The thing about Texas is that it’s so big—as big as a few European countries lumped together—that there’s no single thing called “Texas style.” The culture and architecture of cowboy west Texas differ dramatically from the Southern-flavored style of east Texas.
So you’ve got some flexibility when striving to incorporate the Lone Star State into your remodeling project. A proud Texan from any part of the state probably would say, though, that a Texas-style home is one that is relaxed, welcoming, and warm.
If you like the frontier feel, take a look at this new Austin-area home that the architect based on historic Fort Davis in west Texas. This view of the back of the house shows the home’s two wings, which were purposely made to look as if they were built at different times.
The section made of salvaged brick is the main part of the home and holds the kitchen, living room, and master bedroom. The wing at left, made of wood, is connected by a breezeway and houses the guest rooms. The architect said he was aiming for “a sentimental view of Texas.” The house sits on an 8-acre lot. Homes that evoke the ranch houses of Texas typically cover a lot of land and have patios and wide porches, gardens, and lots of outdoor entertaining areas.
This 1857 Greek Revival-style home was the mansion on a 2,000-acre cotton plantation in central Texas.
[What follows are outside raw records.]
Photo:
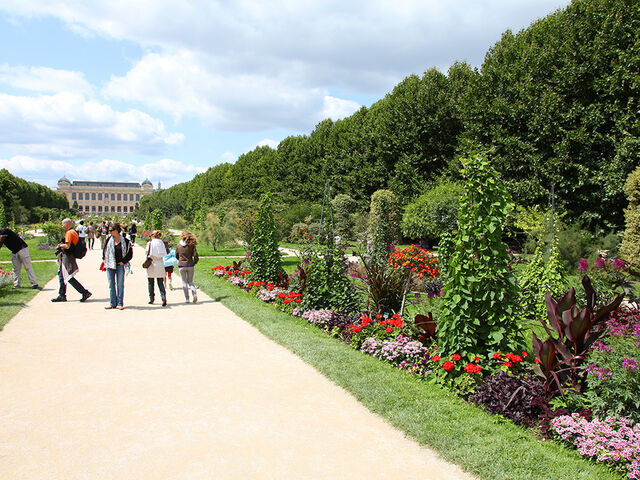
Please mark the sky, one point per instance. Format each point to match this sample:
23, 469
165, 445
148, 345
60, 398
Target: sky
123, 90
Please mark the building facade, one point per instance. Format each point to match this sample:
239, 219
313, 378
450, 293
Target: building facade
104, 197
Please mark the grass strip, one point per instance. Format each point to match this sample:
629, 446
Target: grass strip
11, 301
34, 252
488, 446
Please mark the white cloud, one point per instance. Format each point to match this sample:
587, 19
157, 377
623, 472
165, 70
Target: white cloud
254, 65
268, 142
337, 108
48, 172
66, 125
43, 79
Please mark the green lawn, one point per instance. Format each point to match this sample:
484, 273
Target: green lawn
485, 445
11, 301
34, 251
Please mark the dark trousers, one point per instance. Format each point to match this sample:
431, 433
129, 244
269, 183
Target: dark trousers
73, 282
152, 293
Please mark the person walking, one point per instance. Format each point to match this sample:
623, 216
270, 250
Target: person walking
133, 230
68, 265
156, 251
187, 255
82, 230
91, 235
116, 255
19, 256
104, 231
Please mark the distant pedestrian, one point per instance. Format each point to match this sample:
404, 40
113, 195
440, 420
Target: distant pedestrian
116, 255
19, 256
104, 231
82, 230
91, 235
156, 251
187, 255
133, 230
68, 265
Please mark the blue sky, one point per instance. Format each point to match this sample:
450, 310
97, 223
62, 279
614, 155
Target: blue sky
115, 90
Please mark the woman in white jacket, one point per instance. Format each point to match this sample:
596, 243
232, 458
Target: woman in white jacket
156, 251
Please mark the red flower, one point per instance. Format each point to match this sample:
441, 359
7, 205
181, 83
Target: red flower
472, 368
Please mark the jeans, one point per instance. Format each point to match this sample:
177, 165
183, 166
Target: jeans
186, 273
115, 277
62, 292
18, 260
152, 293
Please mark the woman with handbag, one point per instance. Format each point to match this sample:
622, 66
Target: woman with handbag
156, 252
116, 255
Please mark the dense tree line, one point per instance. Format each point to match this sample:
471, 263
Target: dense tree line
555, 104
25, 201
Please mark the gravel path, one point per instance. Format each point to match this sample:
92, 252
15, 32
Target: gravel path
189, 392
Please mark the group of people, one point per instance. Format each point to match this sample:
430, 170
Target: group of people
101, 230
117, 253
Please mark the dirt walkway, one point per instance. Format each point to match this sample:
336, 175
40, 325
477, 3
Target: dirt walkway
189, 392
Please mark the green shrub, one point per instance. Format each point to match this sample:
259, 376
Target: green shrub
480, 293
265, 259
384, 223
574, 243
3, 217
433, 213
630, 247
328, 284
538, 277
177, 222
344, 208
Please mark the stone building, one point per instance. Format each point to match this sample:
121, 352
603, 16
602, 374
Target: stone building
104, 197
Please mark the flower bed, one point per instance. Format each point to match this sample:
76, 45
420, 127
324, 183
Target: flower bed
502, 383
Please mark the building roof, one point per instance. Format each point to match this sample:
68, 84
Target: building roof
106, 184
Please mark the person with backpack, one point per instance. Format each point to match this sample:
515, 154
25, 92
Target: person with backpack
69, 250
116, 256
133, 230
187, 255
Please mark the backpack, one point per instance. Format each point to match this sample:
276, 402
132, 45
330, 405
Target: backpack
80, 249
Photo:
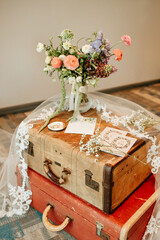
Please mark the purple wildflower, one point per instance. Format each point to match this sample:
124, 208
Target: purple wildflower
96, 46
100, 35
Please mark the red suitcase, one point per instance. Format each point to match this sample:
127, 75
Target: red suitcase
88, 222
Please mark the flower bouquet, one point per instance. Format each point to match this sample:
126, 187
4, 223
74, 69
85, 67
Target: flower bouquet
80, 67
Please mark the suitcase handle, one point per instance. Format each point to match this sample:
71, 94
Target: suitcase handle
49, 225
51, 175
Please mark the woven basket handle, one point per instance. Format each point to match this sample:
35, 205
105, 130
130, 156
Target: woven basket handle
49, 225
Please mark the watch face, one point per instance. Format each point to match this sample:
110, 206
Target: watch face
56, 126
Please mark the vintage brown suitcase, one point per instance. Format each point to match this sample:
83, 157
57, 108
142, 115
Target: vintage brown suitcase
105, 184
86, 222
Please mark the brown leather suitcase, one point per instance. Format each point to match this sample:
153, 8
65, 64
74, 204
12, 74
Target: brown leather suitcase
105, 184
84, 221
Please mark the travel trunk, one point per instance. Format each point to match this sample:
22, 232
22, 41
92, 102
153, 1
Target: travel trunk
105, 183
128, 222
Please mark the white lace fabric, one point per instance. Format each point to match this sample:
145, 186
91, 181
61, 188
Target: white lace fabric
119, 112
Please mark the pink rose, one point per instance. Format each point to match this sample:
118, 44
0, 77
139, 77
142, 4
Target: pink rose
56, 62
118, 53
126, 39
71, 62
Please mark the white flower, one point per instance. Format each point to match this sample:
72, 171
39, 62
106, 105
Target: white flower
79, 79
48, 60
66, 45
71, 80
40, 47
93, 82
83, 89
67, 35
62, 57
48, 68
86, 48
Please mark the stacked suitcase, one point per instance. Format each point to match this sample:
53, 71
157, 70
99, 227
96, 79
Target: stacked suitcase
100, 198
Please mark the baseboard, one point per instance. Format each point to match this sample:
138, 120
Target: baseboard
31, 106
134, 85
19, 108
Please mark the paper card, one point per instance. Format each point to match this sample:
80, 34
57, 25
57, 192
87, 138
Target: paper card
82, 126
118, 144
109, 132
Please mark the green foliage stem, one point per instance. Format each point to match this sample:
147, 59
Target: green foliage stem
63, 91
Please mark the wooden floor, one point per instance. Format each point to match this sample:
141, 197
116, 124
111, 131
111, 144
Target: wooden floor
146, 96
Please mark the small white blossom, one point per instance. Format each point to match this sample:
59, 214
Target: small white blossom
86, 48
48, 68
48, 60
93, 82
66, 45
40, 47
62, 57
79, 79
83, 89
71, 80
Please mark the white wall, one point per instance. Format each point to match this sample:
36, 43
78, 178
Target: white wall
24, 23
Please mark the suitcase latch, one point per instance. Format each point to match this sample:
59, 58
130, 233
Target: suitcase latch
100, 233
89, 182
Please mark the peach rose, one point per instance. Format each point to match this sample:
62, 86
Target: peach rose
126, 39
56, 62
71, 62
118, 53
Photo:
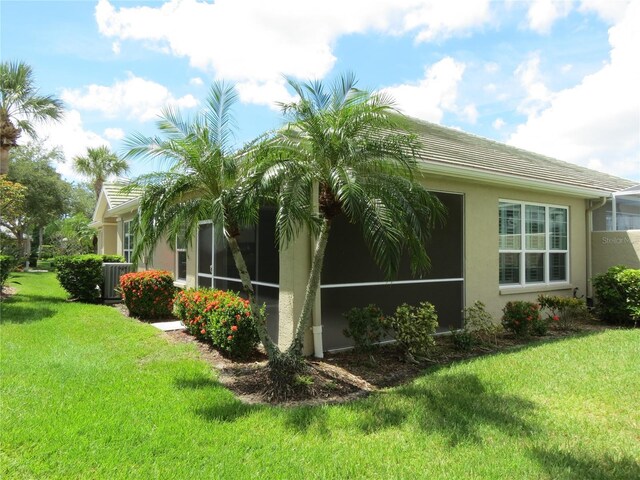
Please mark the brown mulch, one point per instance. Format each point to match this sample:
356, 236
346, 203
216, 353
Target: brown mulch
344, 376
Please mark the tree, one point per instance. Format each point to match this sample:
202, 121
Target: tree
348, 146
13, 210
203, 182
98, 164
21, 107
47, 194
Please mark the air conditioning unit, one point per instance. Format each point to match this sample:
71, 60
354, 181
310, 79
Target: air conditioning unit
111, 273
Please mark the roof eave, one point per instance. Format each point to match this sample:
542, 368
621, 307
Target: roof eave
497, 178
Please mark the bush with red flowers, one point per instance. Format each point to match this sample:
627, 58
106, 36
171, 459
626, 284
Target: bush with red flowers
148, 294
220, 316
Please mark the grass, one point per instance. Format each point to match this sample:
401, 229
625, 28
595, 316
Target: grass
87, 393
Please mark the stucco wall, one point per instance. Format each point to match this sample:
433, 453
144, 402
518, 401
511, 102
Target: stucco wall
615, 248
481, 241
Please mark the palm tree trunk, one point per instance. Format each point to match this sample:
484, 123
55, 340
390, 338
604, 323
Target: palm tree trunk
261, 325
313, 284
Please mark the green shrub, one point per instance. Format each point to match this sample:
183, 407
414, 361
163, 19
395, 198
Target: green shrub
112, 258
618, 295
7, 264
365, 326
564, 313
523, 318
413, 327
222, 317
80, 276
148, 294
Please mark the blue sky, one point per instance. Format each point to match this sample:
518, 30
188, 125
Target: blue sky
555, 77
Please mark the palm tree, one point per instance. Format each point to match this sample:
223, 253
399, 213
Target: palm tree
347, 146
98, 164
203, 181
21, 107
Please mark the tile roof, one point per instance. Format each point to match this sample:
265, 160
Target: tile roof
442, 146
115, 197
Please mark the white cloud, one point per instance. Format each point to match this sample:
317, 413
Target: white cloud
114, 133
441, 19
434, 94
538, 95
70, 135
134, 97
264, 93
597, 122
260, 40
542, 14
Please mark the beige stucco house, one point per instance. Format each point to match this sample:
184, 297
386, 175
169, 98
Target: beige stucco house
519, 224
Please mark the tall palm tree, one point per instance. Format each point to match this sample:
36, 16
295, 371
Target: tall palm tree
99, 164
203, 181
346, 145
21, 107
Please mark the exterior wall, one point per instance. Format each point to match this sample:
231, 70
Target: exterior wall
615, 248
481, 242
109, 239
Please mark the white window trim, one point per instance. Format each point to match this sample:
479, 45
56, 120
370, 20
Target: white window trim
177, 262
547, 284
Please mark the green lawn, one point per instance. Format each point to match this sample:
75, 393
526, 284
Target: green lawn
87, 393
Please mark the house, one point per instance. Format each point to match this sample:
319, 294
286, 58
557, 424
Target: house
518, 224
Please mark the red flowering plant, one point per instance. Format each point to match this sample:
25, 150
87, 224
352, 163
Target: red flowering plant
220, 316
523, 318
148, 294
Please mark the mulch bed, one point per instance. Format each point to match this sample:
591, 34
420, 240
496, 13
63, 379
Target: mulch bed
347, 375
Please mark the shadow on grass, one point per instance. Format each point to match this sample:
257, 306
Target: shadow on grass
459, 407
223, 406
27, 308
573, 467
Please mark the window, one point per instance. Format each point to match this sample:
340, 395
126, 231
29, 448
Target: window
181, 257
127, 241
534, 246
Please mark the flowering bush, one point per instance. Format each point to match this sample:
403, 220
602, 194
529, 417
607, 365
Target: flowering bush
563, 312
523, 318
414, 327
220, 316
365, 327
148, 294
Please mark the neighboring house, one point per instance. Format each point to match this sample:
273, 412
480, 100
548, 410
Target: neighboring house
518, 224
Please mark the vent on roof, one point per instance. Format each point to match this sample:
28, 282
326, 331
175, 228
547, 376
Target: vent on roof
111, 273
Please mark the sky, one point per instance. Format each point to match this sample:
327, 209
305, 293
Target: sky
560, 78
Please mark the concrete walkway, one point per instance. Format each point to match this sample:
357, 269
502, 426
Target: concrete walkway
169, 326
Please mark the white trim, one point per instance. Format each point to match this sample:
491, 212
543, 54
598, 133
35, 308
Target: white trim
396, 282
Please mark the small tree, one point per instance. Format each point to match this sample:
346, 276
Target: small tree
21, 107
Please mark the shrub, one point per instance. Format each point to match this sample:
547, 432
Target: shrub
563, 312
112, 258
618, 295
148, 294
7, 263
222, 317
413, 327
523, 318
80, 276
365, 326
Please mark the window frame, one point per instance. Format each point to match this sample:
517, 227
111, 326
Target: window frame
179, 250
546, 252
127, 248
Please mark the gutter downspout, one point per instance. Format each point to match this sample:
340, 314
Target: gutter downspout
316, 313
589, 214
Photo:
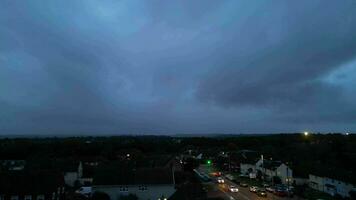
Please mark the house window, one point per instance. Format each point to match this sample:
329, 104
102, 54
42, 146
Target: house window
28, 197
40, 197
124, 189
142, 188
14, 197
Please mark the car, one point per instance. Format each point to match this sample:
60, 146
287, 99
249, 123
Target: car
270, 189
261, 192
280, 192
236, 181
243, 185
230, 177
253, 189
85, 191
233, 188
220, 180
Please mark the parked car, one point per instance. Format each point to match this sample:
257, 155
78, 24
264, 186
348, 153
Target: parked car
233, 188
253, 189
270, 189
261, 192
230, 177
280, 192
85, 191
236, 181
243, 185
220, 180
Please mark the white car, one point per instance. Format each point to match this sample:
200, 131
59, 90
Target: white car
221, 180
86, 191
253, 189
233, 188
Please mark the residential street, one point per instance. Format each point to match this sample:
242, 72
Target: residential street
243, 193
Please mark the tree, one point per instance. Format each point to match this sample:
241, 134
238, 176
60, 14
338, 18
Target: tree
352, 195
100, 196
277, 180
128, 197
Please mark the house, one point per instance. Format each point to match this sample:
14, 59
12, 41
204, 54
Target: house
72, 170
271, 169
145, 183
331, 186
247, 161
42, 185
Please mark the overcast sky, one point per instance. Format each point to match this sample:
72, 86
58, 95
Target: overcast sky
177, 66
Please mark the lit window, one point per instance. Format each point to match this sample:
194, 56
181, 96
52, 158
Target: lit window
142, 188
14, 197
28, 197
40, 197
124, 189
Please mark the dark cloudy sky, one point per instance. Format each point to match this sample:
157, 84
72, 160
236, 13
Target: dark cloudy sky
163, 67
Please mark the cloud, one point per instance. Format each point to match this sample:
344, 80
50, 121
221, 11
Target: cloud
204, 66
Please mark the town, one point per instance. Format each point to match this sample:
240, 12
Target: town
276, 166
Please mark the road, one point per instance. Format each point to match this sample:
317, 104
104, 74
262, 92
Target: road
243, 193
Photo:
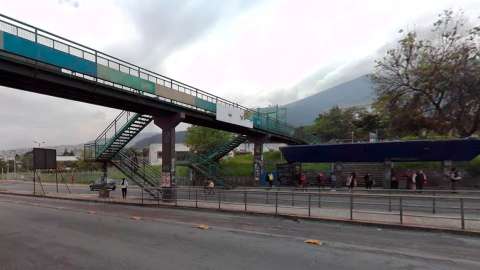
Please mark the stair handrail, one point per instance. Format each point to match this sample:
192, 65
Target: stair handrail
114, 124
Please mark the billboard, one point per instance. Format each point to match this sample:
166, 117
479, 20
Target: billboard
234, 116
44, 158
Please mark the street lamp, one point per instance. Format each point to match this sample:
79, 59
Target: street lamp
38, 143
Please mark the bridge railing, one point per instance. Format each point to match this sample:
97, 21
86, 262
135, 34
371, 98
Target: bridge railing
34, 34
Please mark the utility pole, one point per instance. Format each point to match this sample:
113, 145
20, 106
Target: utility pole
14, 166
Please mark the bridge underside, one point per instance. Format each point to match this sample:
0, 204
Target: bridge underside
33, 76
405, 151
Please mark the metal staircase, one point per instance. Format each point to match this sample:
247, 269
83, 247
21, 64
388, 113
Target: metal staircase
140, 172
116, 136
216, 156
109, 147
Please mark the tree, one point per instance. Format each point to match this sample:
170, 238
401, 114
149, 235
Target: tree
370, 121
336, 124
207, 140
433, 83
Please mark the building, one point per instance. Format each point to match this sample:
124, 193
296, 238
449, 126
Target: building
155, 152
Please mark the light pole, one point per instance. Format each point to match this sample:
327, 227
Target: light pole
38, 143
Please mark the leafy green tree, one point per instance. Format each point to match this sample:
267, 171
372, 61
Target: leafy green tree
432, 83
336, 124
206, 140
87, 166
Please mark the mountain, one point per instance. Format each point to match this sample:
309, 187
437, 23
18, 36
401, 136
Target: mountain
137, 138
157, 138
352, 93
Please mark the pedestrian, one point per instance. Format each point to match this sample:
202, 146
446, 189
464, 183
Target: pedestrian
135, 162
393, 180
321, 182
270, 179
454, 178
333, 180
352, 181
210, 187
124, 187
419, 179
205, 185
368, 180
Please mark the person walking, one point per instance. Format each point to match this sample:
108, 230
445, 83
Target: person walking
124, 187
135, 162
205, 185
352, 181
333, 180
210, 187
419, 180
321, 182
454, 178
270, 179
368, 180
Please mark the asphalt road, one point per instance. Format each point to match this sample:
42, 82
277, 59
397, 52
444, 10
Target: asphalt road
34, 234
327, 199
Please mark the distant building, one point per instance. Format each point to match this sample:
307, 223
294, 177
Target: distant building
66, 158
154, 153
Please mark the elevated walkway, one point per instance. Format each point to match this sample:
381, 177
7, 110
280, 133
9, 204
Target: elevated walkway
35, 60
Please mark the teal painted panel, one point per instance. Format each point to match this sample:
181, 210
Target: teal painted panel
116, 76
207, 105
30, 49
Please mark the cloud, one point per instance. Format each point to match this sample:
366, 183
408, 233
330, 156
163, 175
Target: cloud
75, 4
163, 27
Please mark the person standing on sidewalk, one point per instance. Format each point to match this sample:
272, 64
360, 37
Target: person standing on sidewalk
210, 187
270, 179
352, 181
419, 180
333, 180
321, 182
368, 181
124, 187
454, 178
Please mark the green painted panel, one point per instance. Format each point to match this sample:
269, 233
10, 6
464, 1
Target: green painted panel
116, 76
1, 40
207, 105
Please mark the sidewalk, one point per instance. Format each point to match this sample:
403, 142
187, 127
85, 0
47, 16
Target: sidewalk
449, 223
50, 184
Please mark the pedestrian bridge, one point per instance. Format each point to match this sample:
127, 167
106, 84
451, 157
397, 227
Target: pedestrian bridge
38, 61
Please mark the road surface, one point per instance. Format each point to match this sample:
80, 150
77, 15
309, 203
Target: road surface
40, 233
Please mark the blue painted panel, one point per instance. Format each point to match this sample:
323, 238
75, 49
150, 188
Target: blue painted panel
264, 180
405, 151
30, 49
207, 105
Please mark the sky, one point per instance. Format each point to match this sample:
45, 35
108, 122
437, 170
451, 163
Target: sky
254, 53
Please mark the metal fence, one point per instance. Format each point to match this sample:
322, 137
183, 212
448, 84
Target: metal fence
82, 177
432, 209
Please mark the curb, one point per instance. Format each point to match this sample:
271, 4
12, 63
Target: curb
286, 216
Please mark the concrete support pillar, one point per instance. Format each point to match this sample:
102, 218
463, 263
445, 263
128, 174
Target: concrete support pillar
103, 192
446, 167
258, 142
192, 177
168, 123
387, 175
338, 168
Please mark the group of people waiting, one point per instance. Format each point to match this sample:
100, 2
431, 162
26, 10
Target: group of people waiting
208, 185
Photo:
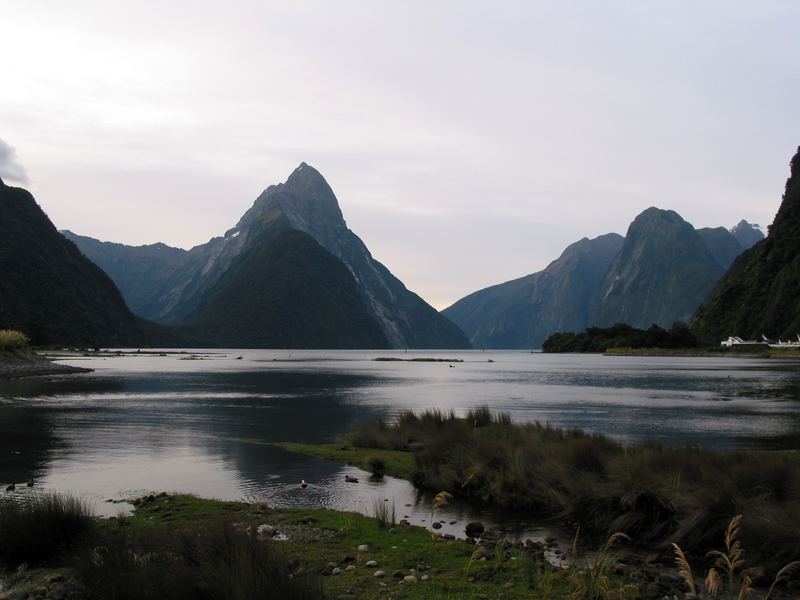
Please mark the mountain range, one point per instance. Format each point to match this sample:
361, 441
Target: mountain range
214, 290
759, 294
53, 293
659, 273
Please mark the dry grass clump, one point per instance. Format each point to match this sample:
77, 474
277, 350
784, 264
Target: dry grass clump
39, 528
212, 562
13, 341
655, 495
728, 575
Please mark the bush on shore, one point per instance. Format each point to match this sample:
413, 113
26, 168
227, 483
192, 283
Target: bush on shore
654, 495
13, 341
39, 529
211, 562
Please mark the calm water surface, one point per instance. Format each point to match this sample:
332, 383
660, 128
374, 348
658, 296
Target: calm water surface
148, 422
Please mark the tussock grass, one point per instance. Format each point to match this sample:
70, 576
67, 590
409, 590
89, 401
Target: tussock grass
38, 529
654, 495
214, 562
384, 512
13, 341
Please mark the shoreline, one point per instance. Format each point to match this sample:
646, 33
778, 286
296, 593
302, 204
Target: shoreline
16, 366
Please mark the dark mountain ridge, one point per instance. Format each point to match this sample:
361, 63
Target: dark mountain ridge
523, 312
52, 292
761, 292
172, 286
658, 274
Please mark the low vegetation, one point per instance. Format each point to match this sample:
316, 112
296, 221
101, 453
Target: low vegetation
12, 340
603, 339
40, 529
654, 495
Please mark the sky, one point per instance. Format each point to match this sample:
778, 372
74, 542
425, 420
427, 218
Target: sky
468, 143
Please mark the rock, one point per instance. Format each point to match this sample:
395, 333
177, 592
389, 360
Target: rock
474, 529
265, 530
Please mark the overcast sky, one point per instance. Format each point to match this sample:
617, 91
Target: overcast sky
468, 143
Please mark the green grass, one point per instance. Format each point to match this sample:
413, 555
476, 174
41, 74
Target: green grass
13, 341
335, 538
655, 495
396, 463
39, 529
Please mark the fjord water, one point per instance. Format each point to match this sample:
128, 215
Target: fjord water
145, 422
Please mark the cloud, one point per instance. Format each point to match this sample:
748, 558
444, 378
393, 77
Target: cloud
10, 169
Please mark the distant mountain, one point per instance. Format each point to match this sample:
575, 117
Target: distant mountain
522, 313
722, 244
285, 291
53, 293
761, 292
747, 234
144, 274
661, 275
658, 274
174, 284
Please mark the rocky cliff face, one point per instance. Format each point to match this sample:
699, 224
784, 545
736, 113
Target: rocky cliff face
747, 234
760, 292
306, 203
285, 291
49, 290
661, 275
522, 313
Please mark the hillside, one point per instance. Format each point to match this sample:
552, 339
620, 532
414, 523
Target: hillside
522, 313
169, 285
761, 292
52, 292
285, 291
661, 275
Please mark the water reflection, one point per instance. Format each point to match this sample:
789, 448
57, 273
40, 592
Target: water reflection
149, 423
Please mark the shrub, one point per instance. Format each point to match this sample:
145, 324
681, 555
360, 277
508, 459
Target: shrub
13, 341
40, 528
218, 562
384, 512
377, 465
655, 495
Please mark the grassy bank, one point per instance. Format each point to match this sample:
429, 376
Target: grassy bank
655, 495
186, 547
397, 463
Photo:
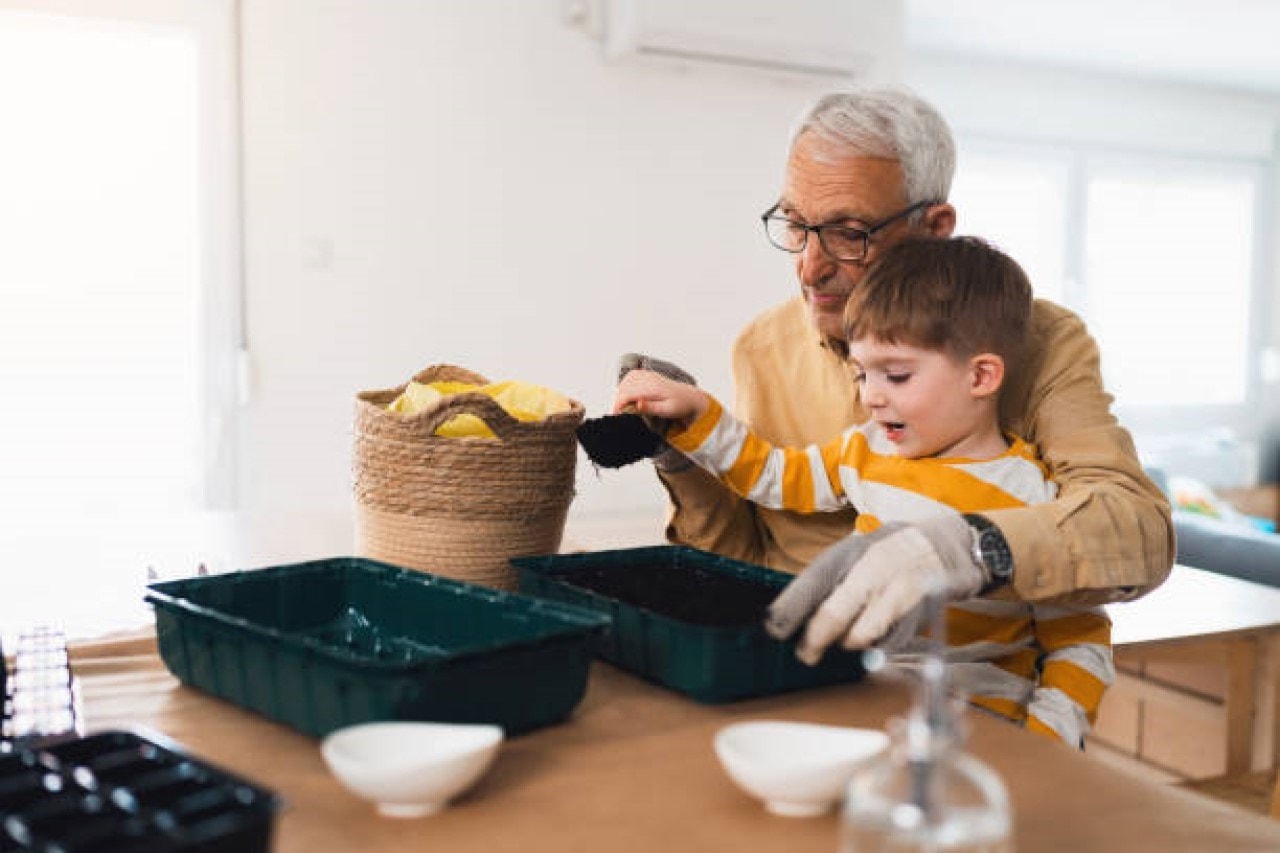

A descendant of the original owners bought the house and embarked on a top-to-bottom restoration that included the construction of a compatible addition.
The renovation and addition were designed to accommodate a modern lifestyle, but the owners also paid close attention to reproducing the historic furnishings of the existing rooms, using appropriate finishes, refurbished light and plumbing fixtures, antique furniture, custom cabinets and millwork, and reproduction carpets and drapes.
Another home style that harks back to the early days of Texas and the Southwest is Spanish Colonial. Originally, these homes had flat roofs and were built with heavy timbers, and the walls were adobe or stone, covered with stucco. The room in this home in New Mexico evokes that early style, with its adobe-look fireplace and timbered ceiling.
Finally, inevitably, we come to the stereotypical Lone Star State décor: distressed brown leather furniture with nail heads, barn wood, real cowhide throws and rugs, rusted metal, longhorn skulls, rope frames, the Lone Star motif and Texas flag, outlines of the state of Texas, armadillos, barbed-wire lamps, rodeo trophies, branding irons, Southwestern Native American blankets, large prints of cowboys, ten-gallon hats, boots, cattle, bluebonnets, and the like. The list could go on and on.